The price of the dollar fell after the downgrade of the credit rating of the United States
The dollar fell Wednesday (August 2nd) after Fitch’s decision to downgrade the US credit rating raised questions about the country’s fiscal outlook, but got some support from a series of relatively strong economic data.
Yesterday, Tuesday, Fitch lowered the US rating to AA+ from AAA, in a move that sparked angry reactions from the White House and surprised investors, especially as it comes two months after reaching a solution to the debt ceiling crisis.
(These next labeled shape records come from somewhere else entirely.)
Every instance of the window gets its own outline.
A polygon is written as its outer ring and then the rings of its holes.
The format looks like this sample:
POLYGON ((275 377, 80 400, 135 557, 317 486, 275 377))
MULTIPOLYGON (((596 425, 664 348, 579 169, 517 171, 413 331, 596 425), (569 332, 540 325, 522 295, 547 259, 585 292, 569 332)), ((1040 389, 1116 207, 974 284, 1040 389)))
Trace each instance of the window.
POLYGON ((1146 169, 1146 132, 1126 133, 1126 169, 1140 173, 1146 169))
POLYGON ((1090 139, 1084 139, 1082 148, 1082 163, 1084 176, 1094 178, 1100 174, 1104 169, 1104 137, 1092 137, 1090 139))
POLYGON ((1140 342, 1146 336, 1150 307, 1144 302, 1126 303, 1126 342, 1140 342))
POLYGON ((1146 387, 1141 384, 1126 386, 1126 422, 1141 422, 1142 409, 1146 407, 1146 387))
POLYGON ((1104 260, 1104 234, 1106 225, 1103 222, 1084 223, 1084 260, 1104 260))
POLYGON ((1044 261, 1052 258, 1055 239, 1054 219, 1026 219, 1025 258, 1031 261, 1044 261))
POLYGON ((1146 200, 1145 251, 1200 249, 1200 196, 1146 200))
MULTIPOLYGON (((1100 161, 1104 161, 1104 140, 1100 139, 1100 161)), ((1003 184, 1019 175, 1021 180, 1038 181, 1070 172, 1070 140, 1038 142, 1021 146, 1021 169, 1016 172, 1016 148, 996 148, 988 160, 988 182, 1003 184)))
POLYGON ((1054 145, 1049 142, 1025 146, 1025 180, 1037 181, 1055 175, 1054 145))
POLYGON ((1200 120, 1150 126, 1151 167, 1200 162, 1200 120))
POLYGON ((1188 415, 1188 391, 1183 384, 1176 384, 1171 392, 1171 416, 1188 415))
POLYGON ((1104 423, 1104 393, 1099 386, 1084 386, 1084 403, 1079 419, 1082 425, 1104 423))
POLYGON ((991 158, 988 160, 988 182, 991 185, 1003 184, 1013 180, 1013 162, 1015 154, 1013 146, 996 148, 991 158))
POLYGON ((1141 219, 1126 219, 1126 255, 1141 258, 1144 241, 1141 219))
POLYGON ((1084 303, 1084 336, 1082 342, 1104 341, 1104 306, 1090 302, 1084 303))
That pushed the dollar down against the euro’s rise to about $1.10. The single European currency rose in the latest trading by 0.11% to reach $1.0996, after earlier touching its highest level in the session at $1.1020.
The pound sterling rose 0.05% to $1.2782, while the US dollar index rose in the latest trading by 0.09% to reach 102.09 points, after falling significantly in the wake of Fitch’s decision.
“We don’t think Fitch’s decision is material,” said Rodrigo Cattrell, chief currency strategist at National Australia Bank (NAB).
Sure, we saw the market move a little bit this morning…but in the near term, I don’t think it will be a long-term driver.”
The dollar also got some support from economic data released on Tuesday, which showed that employment opportunities in the United States remained at levels consistent with tightening labor market conditions, even as they fell to the lowest level in more than two years in June.
The Japanese yen rose 0.1% at 143.21 per dollar, erasing some of its gains made earlier on Wednesday morning.
The Australian dollar rose 0.12% to $0.6621, recouping some of the losses incurred after a sharp decline of 1.57% in the previous session, after the Reserve Bank of Australia kept interest rates unchanged on Tuesday.
The New Zealand dollar fell 0.23% to $0.6136 after data showed on Wednesday that the country’s unemployment rate hit a two-year high in the second quarter.